Флоранса в это время зачем-то ходила в другую комнату. Она вышла и положила конец догадкам Амины.

Обе женщины молча посмотрели друг на друга с величайшим презрением.

Амина первая прервала молчание. Она подошла к Дальбергу и сказала:

— Любезный друг, я пришла предложить вам мои услуги в качестве сиделки, но я вижу, что меня опередили. Флоранса добрая душа. Я сменю ее, когда она утомится. Какой же вы счастливец, Генрих! Я желала бы знать, под какой именно звездой вы родились. Вы стрелялись с Рудольфом и не убиты: такого еще не случалось! Вы отделались легкой раной и будете недели четыре носить руку на черной перевязи, что придаст вам много интереса в глазах женщин. Амина и Флоранса оспаривают друг у друга честь сидеть ночи у вашего изголовья: советую вам не жаловаться.

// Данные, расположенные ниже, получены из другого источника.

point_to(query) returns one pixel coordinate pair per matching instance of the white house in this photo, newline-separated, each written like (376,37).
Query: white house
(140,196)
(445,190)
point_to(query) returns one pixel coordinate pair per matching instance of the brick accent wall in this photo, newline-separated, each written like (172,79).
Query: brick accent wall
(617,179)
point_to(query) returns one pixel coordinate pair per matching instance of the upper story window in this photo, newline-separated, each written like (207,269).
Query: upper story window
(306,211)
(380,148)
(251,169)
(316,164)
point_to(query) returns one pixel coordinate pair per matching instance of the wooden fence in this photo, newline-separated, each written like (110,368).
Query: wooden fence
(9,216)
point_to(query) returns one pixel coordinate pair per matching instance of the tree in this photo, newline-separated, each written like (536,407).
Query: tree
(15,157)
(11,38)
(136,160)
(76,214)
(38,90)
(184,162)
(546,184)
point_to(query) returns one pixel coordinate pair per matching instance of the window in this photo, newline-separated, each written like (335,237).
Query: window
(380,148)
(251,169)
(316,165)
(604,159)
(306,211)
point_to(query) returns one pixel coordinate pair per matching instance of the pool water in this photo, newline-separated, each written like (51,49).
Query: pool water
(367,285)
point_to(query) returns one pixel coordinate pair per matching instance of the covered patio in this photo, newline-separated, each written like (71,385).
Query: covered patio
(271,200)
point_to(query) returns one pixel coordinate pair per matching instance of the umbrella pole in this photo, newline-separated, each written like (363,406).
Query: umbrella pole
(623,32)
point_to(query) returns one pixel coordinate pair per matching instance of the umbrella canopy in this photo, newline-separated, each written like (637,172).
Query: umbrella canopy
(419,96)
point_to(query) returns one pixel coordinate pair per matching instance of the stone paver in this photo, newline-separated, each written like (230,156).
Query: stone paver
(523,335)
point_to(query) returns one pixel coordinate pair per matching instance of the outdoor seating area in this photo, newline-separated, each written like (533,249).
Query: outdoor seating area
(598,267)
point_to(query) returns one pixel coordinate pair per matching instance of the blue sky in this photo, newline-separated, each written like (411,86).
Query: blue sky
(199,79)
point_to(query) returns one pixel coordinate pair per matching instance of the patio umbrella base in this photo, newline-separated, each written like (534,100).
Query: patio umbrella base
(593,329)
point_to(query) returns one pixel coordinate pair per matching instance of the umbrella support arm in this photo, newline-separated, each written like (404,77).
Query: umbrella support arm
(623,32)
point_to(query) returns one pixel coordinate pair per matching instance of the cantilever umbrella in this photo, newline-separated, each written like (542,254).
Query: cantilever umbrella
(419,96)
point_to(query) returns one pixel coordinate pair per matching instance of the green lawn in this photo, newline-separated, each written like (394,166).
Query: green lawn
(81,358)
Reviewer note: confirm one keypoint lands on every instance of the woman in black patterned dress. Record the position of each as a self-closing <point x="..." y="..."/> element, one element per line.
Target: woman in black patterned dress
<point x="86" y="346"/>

Амина удобно расположилась в кресле, с которого, по-видимому, не скоро намеревалась встать.

Флоранса заняла прежнее место у изголовья и продолжала читать.

Дальберг рассматривал обеих женщин, одинаково пленительных, хотя вовсе не похожих друг на друга. В красоте одной было что-то коварное, жестокое и опасное, — прелесть кошки, очарование сирены, привлекательность ядовитого цветка. Любить ее было страшно. Красота другой была открытая, полная сочувствия, благородства и великодушия. Ей можно было без опасения доверить любовь и честь свою. Такую женщину Дальберг избрал бы себе, если б не был уже влюблен в Клару.

Амина, чувствуя неловкость этого положения, решилась выйти из него.

— Долго ли мы будем сидеть одна против другой, как сфинксы, и втайне точить друг на друга когти. Я нахожу, что мы уже достаточно посидели.

— Что вы хотите сказать, Амина? Я не понимаю вас, — спросил Генрих.

— Дело, однако ж, очень просто.

— Так объяснитесь, ради Бога!

— Я нарисую наше относительное положение в трех словах: Клара ненавидит вас, а мы обе любим. Выбирайте.

— Флоранса любит меня! Возможно ли? — вскричал Дальберг.

И, в изумлении от радости, он обратился к Флорансе: она смутилась и покраснела.

— Я вижу, что не я получу Парисово яблоко, — сказала Амина, вставая, — я оставляю вас, счастливая чета, и поеду петь вам эпиталаму по всему Парижу. Прощайте, Дальберг. Вы из одной глупости бросаетесь в другую. Прощайте, Флоранса. Стоило столько времени играть роль недотроги!

Когда сообщница Рудольфа ушла, Флоранса в ответ на мольбы Дальберга призналась, что с давних пор питает к нему склонность, которую старалась победить, видя, что сердце его занято; что эта любовь заставила ее прийти к Амине в тот день, когда они все вместе катались по Булонскому лесу, довела ее до отчаяния при виде медальона и послала в беспамятстве на место сражения.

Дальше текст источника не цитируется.